El gran salón ha quedado casi despejado: sólo tres grados y con pocos alumnos, por el día de lluvia, no ocupan mucho espacio, menos aún si se los acomoda sobre las gradas de madera de la pared del fondo, bajo el cuadro de las Carabelas. La profesora de canto y el par de maestras que está allí, toman una decisión: envían un emisario a otros grados para invitarlos a unirse a la clase y concentrar el trabajo.
Los chicos se acomodan sobre las gradas donde, durante los siguientes minutos, serán llevados desde la somnolencia hasta la exaltación, al compás de lo que sugiera la profesora en el viejo piano. A las primeras notas reconocen La Canción del carretero
:
"En las cuchillas se pone el sol…
Y por las sendas del campo verde…"
El piano deja de sonar y la profesora corrige la entonación:
- …DEL camm……..poverde…
- A ver…-agrega-…Repitan eso sólo…
Vuelve a sonar las notas y los chicos la siguen:
-…DEL camm………poverde…
-¡Muy bien ! -aprueba la profesora.
En ese momento, Piñeiro, el emisario, vuelve de su misión:
- Ya vienen, señorita. - informa.
Una de las maestras se acerca a las gradas y hace que los chicos se agrupen más a un costado, para dejar espacio a los que lleguen.
Piñeiro trepa al primer peldaño para reintegrarse, gradas arriba, a su posición habitual. Pero apenas si logra poner un sólo pie en el segundo escalón: Alberto Tossi está ahí, impidiéndole ascender:
-¡Salí de acá! - ordena amenazador a Piñeiro.
Este protesta:
- ¿Por qué ? Yo siempre me pongo aquí…
- Ahora estoy yo. - dice Tossi concluyente. Y viendo que Piñeiro aún insiste en subir, lo empuja con el codo:
- ¡Tomatelá!
Piñeiro se enoja:
-¡No, pibe! Este es mi lugar.- y, apoyándose en un sólo pie, trata de resistir a Tossi quien, empujándolo otra vez, bisbisea:
-¡Ma, que lugar!
Piñeiro hace una extraña pirueta para no caer, y volcándose sobre Tossi consigue afirmar también el otro pie sobre el peldaño.
Tossi está desconcertado: siente que su poder y espacio se reducen; arremete decidido contra Piñeiro para obligarlo a retroceder:
- Te dije que te bajés…¡Y-te-vas-a-ba-jar!…-remarca las sílabas con furia mientras empuja. Piñeiro aguanta, pero recibe un fuerte puntapié:
-¿Te vas a bajar o no? – intima Tossi.
Piñeiro, pálido de dolor y rabia, lanza el puño derecho a la cara de Tossi, con ruido de castañas que se quiebran.

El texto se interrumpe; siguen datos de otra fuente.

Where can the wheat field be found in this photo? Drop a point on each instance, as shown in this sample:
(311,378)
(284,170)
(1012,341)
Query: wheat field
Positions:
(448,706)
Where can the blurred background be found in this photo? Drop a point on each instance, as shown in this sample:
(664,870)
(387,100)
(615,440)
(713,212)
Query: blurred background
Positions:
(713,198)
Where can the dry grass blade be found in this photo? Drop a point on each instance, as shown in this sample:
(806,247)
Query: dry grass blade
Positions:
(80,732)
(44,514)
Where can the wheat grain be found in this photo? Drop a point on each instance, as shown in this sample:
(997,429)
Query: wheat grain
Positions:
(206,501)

El piano deja de sonar y las dos maestras interrumpen la charla que mantenían. Todos miran hacia los dos contendientes que, hasta entonces, habían mantenido en sigilo su forcejeo.
- Pero, ¡Vos mirá ! - dice escandalizada una de las maestras.

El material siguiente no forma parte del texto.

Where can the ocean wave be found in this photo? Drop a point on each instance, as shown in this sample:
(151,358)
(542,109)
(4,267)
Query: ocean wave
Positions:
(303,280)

La otra, acercándose a las gradas, obliga a los dos a bajar:
- ¡Vengan para acá!…Pero…¡Miren un poco a los dos señores!…
Trastabillando mientras baja, Tossi amenaza a su oponente:
- ¡Te voy a reventar! - susurra.
- Vamos a ver…- reta Piñeiro, por encima del relámpago de temor que ha cruzado su estómago.
El desafío queda anunciado: nadie aceptará la mención del miedo.
Los dos están ahora junto al piano, ruborizados y mirando el suelo. Sin duda no escuchan a la maestra que los sermonea agitando un dedo.
¡Bandera de la Patria, celeste y blanca, símbolo de la unión y de la fuerza con que nuestros padres nos dieron independencia y libertad…!
Es el recitado en la formación de salida. Son las cinco de la tarde y ha dejado de llover. Afuera, están arriando la bandera.
…Y sea, para todos los hombres, mensajera de libertad, signo de civilización y garantía de justicia.
Quedan en silencio, inmóviles. Las palabras, que acaban de pronunciar con unción de profecía, salen hacia un cielo que está volviéndose rosado. El abanderado y los escoltas, con el paño plegado, pasan, frente a las filas silenciosas, hacia la Dirección.